Myths and facts about safe staffing
Our patients are at risk from unsafe registered nurse (RN) staffing. Nurses know this and research shows this. But hospital administrators are trying to stop us from solving the crisis — and they’re spreading misinformation about staffing.
We need to counter those myths with the truth — our patients are counting on us.
We’ve heard many of these myths before. They came up in California, where nurses won staffing ratios 24 years ago. Here’s what the research — and nurses’ own experience — has to say.
Myth #1: There is no direct link between mandated nurse staffing ratios and improved patient outcomes.
The number of patients assigned to a nurse directly impacts our ability to appropriately assess, monitor, care for, and safely discharge our patients. It’s just common sense, when nurses have fewer patients to care for, we have more time to care for each patient. And we have decades of research to back it up. Below are just a few examples.
- Each additional patient per nurse in hospital medical-surgical units increased the odds of death within 30 days by 16% and increased the odds that a patient would have a longer length of stay by 5% (Lasater, et al.; 2021; BMJ).
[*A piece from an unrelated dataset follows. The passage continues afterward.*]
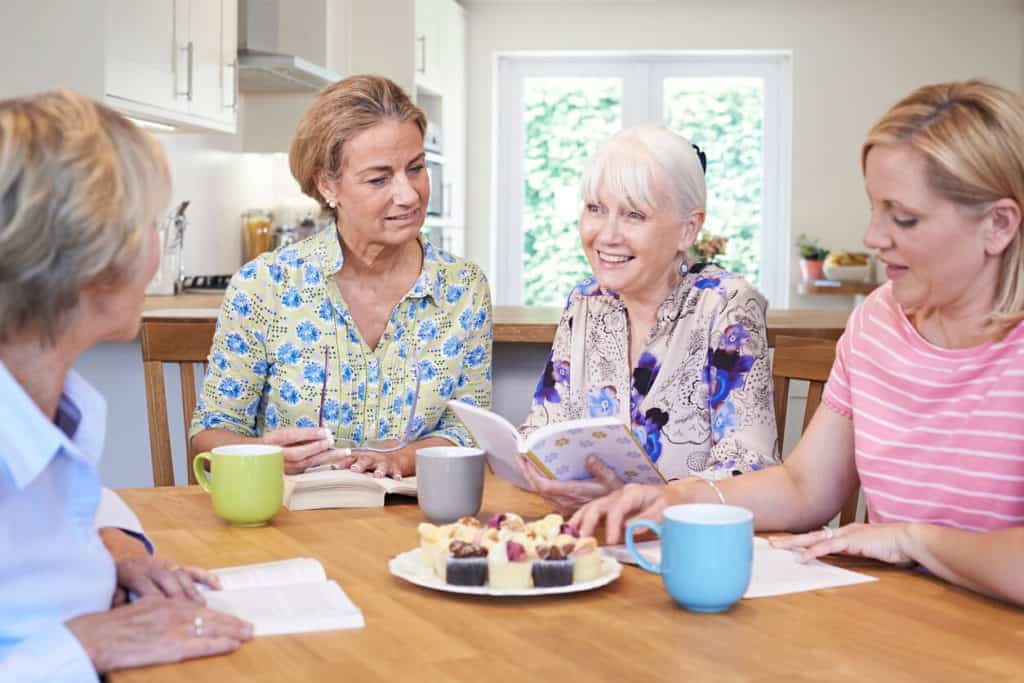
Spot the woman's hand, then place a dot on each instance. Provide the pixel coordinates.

- “Hospital nurse staffing ratios mandated in California are associated with lower mortality and nurse outcomes predictive of better nurse retention in California and in other states where they occur” (Aiken, et al; 2010; Health Serv. Res.).
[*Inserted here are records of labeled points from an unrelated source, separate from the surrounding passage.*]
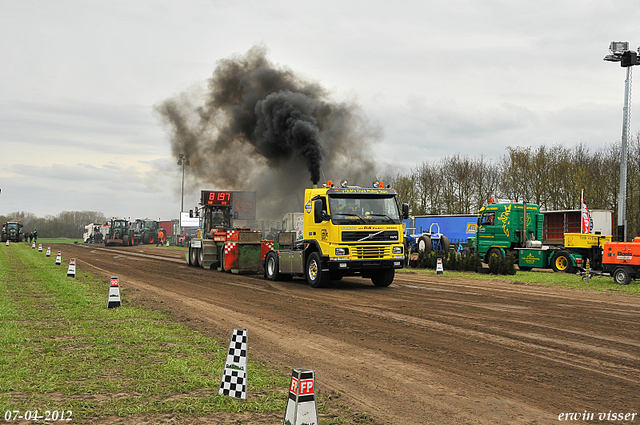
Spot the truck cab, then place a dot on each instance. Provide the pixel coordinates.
(347, 231)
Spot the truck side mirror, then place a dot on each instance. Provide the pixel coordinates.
(319, 215)
(405, 211)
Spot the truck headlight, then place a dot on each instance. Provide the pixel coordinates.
(342, 251)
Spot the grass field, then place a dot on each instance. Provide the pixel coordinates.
(61, 349)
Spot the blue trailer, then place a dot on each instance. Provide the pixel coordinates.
(440, 232)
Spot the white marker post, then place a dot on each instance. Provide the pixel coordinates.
(301, 405)
(71, 271)
(114, 293)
Myth #2: We won’t be able to meet the ratios because there aren’t enough nurses.
Maine has more RNs working today than at any time in the past. Maine also has a massive surplus of licensed RNs who are not working because of unsafe staffing and their inability to provide all the care their patients need. Safe staffing ratios will bring nurses back to the bedside.
Myth #3: Safe staffing ratios would cost Maine’s hospitals too much, forcing them to close or cut services.
Evidence and experience demonstrate that safe staffing is a cost-effective way to improve patient care and can lead to savings for our hospitals, nursing homes, and our health care system.
Unsafe staffing hurts the bottom line by increasing rates of costly hospital-acquired infections, patient falls, 30-day readmissions, medical malpractice, nurse burnout and staff turnover, when compared to health care facilities that meet safe staffing levels.
Not one California hospital closed because of ratio implementation. In California, hospital income rose dramatically after ratios were implemented, from $12.5 billion from 1994 to 2003, to more than $20.6 billion from 2004 to 2010. Not one California hospital closed because of ratio implementation (Medicare Cost Reports, 1994 - 2010).
Myth #4: Hospitals need flexibility in staffing – fixed ratios won’t meet the needs of patients.
Safe staffing ratios set a minimum standard based on research, evidence, and best practices. Ratios will provide a safe minimum level of staffing. Hospitals will still have flexibility in staffing – but they cannot go below the levels that the research demonstrates are safe. The truth is that when there are more RNs onsite hospitals are better prepared to respond to unexpected situations.
Myth #5: Hospitals will have to lay off other caregivers if safe staffing ratios are implemented.
Non-nurse staffing levels at hospitals increased after safe staffing ratios were implemented in California.
The number of total nursing assistive personnel increased by 64% in California hospitals since 2005, after the ratios were implemented. That is a rate 54% higher than the rate of increase of hospital nursing assistive personnel nationally (American Hospital Association Annual Survey 2005 - 2010).
Myth #6: Emergency departments will have longer wait times or have to go on diversion status.
California implemented safe staffing ratios in 2004. Between 2003 and 2007, ambulance diversion decreased by 45% (California HealthCare Foundation 2009).
Myth #7: Maine hospitals are rated much higher than California hospitals.
The Agency for Healthcare Research and Quality analysis of hospitals found that both Maine and California scored “strong,” though California had somewhat higher scores in a few areas (Agency for Healthcare Research and Quality, National Healthcare Quality and Disparities Reports, Data Tools, Setting of Care: Hospitals).
Some hospital industry executives have been citing quality scores comparing Maine to California, claiming that California has lower scores. Their claims are based on self-reported survey responses to a controversial rating organization and on an Agency for Healthcare Research and Quality report that considers Maine and California as whole, not their hospital performance.